Las circunstancias siempre recuerdan a Pessoa (el poeta es un fingidor / finge tan completamente/ que hasta finge que es dolor / el dolor que en verdad siente). Toda la vida entre el fingimiento y el no poder. Así suceden los ritos y encuentran su lugar en la tierra. El ridículo mariano de siempre. El presidente en el fútbol y la ministra de Trabajo pidiéndole a la virgen un capote para coserle las polainas al sistema. Un país sonrojante. De decorados y chucherías. Con cenas pantagrúelicas y opusinas, con el momento más sórdido de las finanzas locales telegrafiado con alegría a la hora del vermú.

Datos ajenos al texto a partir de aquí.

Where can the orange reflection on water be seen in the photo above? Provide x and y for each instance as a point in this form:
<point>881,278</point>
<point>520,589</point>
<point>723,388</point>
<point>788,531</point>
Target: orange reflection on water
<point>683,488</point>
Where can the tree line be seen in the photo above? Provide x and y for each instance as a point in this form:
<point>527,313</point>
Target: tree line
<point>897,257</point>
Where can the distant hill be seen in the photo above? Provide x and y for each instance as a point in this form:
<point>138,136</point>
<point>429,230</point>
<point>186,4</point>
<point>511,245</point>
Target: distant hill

España necesita que la rescaten, necesitamos que nos rescaten, pero más bien uno a uno, fieles a nuestra naturaleza de princesas fofas y acorraladas, rescatarnos por tierra, por mar, a lomos de una nueva brújula, de un unicornio. Por eso probablemente haya que seguir con las cebollas. Comer con dolor y austeridad, escociendo las vísceras y los ojos, ese es el cuerpo doctrinal. Meriendas patrocinadas por nuestros prebostes para que disfrutemos del tenis; llagados, resignados y eufóricos. Leo en los cuentos de Juan José Saer: «Para escribir buena literatura no hace falta tener talento, sino solamente un poco de mala suerte». Pero también, en tono jocoso: «El trabajo distrae de la búsqueda de conocimiento». Estamos, sin duda, en una línea. No necesariamente buena, pero una línea al fin y al cabo. Diluvian los recortes y uno piensa en comerse una cebolla. La calma chicha, la calma pinturera. El Correa sale de la cárcel. Hecho un figurín. Como si saliera de un yate. Hay gente que por más que se ponga firme siempre está saliendo de un yate. Con las piernas tornasoladas, viviendo en plenitud la máxima de la frugalidad. Un corte seco en la cebolla. Y luego llorar en sueños. Elefantes en lugar de escarabajos.